In the past, in the process of manufacturing semiconductor devices, a two-step soldering process is carried out as a soldering method using a Sn—Pb based solder alloy, which is a typical solder joint material. Specifically, in the conventional soldering process, a Pb-5Sn solder (melting point: 310 to 314° C.) is primarily used in a conventional semiconductor device to conduct the soldering and, in the following reflow soldering for jointing the semiconductor per se to a substrate, a temperature-layered joint is used including a process of conducting the joint with a Sn-37Pb eutectic solder having a low melting point (melting point: 183° C.) so as not to melt the soldered portion already jointed in the semiconductor device.
On the one hand, in view of environmental problems, it is required in Restriction of the use of Certain Hazardous Substances in electrical and electronic equipment (RoHS) and the like to take steps for making solders Pb-free, and a Sn—Ag—Cu based eutectic alloy has been put into practical use as a reflow solder. In regard to high-temperature solders, on the other hand, an Au-20Sn solder (melting point: 280° C.) is known, but is hardly used since the Au-20Sn solder is inferior in cost and mechanical properties to Pb—Sn based solders. Since other component systems have not yet been put into practical use either, high-temperature solders containing Pb still remain exceptional in RoHS.
In regard to development of high-temperature solder alloys, for example, Japanese Patent Laid-Open Publication No. 2003-260587 describes a Sn—Cu based solder. This technique proposes a method which includes using a material prepared by mixing Sn powders and Cu powders together as a soldering paste and, upon high-temperature soldering, melting the Sn powders to contribute to the soldering as well as to react with the Cu powders to form a Sn—Cu intermetallic compound phase having a high melting point. This compound phase functions, upon reflowing, to retain the strength of the soldered portion without melting.
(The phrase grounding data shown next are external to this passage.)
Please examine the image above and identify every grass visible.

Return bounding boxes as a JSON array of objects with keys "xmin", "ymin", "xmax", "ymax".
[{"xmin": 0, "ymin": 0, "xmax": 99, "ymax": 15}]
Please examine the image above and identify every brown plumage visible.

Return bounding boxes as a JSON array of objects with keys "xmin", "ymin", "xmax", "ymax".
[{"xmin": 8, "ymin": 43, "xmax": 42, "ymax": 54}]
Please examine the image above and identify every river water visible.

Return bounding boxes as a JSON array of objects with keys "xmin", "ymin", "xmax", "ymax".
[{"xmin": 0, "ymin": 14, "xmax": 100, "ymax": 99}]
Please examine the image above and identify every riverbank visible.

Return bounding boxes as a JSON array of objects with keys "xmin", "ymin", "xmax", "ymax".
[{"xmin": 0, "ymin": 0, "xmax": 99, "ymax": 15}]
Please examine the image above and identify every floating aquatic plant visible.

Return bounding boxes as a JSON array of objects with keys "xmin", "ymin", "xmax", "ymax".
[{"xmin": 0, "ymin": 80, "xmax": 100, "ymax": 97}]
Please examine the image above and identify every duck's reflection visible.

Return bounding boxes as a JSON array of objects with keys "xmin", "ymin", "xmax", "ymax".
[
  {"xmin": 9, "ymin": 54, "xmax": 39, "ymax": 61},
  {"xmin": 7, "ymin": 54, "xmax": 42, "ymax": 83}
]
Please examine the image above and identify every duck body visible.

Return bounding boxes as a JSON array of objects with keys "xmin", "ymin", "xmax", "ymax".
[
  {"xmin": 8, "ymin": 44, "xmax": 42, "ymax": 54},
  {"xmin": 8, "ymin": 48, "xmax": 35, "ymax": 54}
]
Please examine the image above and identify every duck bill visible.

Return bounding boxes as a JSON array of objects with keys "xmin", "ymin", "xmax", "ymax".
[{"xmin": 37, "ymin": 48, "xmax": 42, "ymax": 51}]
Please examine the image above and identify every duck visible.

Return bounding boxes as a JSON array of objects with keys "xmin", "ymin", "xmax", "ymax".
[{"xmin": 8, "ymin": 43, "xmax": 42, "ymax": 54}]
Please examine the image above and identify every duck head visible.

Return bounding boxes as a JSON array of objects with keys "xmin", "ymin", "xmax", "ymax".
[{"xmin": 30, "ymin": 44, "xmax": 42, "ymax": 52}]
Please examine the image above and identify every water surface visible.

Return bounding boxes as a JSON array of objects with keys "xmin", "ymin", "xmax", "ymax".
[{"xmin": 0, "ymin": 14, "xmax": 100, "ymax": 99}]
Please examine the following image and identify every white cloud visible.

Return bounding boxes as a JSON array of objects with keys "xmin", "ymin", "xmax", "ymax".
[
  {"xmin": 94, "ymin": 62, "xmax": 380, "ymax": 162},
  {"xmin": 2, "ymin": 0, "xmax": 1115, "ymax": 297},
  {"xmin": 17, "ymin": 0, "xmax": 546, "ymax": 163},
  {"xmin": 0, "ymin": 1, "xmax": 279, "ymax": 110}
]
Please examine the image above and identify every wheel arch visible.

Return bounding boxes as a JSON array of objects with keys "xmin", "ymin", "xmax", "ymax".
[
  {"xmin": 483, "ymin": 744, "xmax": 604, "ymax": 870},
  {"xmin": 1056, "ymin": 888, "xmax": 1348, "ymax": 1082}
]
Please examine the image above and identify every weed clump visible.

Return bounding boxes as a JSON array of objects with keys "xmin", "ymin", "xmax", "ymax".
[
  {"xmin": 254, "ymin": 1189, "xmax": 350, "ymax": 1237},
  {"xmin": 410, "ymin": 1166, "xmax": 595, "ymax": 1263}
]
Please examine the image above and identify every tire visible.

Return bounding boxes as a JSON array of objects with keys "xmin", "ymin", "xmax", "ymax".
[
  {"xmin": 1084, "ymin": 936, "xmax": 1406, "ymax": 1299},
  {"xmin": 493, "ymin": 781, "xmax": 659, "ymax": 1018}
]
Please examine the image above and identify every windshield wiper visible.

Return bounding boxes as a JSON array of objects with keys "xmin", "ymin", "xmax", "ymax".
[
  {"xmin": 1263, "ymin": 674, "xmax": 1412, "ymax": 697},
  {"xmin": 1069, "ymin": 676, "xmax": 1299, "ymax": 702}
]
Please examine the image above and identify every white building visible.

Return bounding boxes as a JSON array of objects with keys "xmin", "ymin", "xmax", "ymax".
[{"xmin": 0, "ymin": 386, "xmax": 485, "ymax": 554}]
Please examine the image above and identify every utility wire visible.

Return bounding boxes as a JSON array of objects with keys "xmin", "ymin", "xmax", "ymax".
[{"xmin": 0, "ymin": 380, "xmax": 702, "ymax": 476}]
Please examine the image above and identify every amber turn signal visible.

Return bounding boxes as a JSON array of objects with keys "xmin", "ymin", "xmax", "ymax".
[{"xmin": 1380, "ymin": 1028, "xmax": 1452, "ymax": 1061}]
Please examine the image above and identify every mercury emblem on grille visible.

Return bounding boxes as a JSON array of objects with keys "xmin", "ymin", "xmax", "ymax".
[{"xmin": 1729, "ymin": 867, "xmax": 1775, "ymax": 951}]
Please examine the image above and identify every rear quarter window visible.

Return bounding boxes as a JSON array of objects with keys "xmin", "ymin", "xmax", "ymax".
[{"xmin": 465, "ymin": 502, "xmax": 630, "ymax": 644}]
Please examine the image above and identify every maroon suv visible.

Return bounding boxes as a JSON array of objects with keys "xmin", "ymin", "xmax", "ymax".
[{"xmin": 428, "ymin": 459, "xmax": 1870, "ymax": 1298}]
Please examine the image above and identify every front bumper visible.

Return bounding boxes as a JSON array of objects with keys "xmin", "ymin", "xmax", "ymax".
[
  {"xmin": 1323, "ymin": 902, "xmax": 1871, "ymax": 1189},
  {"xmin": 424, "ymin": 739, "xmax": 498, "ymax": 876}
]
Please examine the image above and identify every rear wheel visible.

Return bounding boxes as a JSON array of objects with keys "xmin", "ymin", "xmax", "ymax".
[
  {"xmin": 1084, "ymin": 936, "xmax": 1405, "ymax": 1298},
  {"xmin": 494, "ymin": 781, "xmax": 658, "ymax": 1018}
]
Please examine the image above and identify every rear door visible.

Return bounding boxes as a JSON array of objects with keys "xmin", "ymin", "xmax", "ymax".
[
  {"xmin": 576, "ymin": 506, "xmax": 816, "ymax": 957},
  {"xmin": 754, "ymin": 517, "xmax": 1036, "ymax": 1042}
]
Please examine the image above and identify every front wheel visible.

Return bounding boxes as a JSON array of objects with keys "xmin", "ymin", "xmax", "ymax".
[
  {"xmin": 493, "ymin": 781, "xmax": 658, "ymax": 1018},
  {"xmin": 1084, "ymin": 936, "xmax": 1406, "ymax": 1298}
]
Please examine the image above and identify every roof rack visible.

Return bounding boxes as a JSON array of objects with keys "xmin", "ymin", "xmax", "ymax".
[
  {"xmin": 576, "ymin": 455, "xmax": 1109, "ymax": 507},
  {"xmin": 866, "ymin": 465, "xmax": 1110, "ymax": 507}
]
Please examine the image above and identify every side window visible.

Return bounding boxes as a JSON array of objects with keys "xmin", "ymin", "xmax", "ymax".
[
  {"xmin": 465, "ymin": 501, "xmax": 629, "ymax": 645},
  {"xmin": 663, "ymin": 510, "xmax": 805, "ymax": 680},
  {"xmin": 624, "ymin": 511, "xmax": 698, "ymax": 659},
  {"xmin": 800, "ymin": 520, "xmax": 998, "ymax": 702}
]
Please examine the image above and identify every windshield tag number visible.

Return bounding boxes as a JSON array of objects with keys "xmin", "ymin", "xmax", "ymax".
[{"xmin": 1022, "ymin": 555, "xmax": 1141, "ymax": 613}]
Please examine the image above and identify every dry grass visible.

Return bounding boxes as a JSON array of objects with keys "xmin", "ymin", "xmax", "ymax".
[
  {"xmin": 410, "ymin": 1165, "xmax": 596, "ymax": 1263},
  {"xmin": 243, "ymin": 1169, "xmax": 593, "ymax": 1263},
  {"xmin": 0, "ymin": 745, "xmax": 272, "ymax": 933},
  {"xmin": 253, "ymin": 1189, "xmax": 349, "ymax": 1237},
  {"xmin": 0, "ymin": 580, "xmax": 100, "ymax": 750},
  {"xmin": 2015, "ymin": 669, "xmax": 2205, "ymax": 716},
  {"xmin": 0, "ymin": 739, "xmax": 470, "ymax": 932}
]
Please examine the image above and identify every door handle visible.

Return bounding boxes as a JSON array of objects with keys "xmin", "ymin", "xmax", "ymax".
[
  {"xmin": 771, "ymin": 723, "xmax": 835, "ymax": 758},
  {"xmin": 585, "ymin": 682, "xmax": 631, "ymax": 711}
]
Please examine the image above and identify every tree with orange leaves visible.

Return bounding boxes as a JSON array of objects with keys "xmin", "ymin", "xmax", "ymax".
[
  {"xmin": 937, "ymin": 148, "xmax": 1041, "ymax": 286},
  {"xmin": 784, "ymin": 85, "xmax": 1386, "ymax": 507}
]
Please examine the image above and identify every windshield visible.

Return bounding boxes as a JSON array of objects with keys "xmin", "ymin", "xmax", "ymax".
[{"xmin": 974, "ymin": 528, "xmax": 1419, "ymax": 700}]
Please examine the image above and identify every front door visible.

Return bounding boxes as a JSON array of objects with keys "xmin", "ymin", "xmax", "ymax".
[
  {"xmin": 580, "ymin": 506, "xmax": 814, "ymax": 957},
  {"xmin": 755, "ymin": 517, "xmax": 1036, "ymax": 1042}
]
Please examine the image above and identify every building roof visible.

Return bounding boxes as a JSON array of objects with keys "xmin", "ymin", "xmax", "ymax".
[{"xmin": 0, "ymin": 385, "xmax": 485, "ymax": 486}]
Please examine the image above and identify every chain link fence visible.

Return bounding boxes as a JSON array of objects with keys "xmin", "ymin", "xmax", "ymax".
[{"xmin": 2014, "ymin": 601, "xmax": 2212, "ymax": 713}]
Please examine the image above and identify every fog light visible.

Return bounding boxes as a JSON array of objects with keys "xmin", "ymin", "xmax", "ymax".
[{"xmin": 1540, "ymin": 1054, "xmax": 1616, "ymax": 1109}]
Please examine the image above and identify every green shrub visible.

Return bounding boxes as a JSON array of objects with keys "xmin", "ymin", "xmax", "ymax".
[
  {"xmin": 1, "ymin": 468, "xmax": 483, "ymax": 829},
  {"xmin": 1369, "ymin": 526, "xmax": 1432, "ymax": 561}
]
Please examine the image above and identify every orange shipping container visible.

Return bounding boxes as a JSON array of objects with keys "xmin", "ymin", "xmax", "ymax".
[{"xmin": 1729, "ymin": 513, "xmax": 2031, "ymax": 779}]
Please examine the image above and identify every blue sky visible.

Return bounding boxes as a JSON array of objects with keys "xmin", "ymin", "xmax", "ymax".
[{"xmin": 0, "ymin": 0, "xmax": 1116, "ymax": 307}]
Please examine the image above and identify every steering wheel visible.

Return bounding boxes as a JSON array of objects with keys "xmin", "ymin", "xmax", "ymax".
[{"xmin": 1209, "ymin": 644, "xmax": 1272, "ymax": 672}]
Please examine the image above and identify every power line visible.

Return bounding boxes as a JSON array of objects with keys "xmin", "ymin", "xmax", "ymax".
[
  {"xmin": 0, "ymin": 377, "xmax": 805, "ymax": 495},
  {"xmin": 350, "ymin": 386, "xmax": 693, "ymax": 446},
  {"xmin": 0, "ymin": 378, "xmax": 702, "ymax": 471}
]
The above conventional techniques, however, have problems that a structure of an intermetallic compound phase formed in phase boundaries between the Sn powders and the Cu powders is formed on the surface of the Cu powder due to size of approximately 10 μm of the practically used powder to result in coarse structure and variation in strength and that a large amount of the Cu powder has to be used for increasing its strength to result in deterioration in the soldering properties provided by the Sn powder. Further, since formation of the intermetallic compounds relies upon a diffusion reaction between Sn in a molten liquid state and Cu in a solid state, it takes time to conduct this reaction due to a slow formation speed of a Cu6Sn5 intermetallic compound phase contributing to retention of strength, causing a disadvantage in the producing process.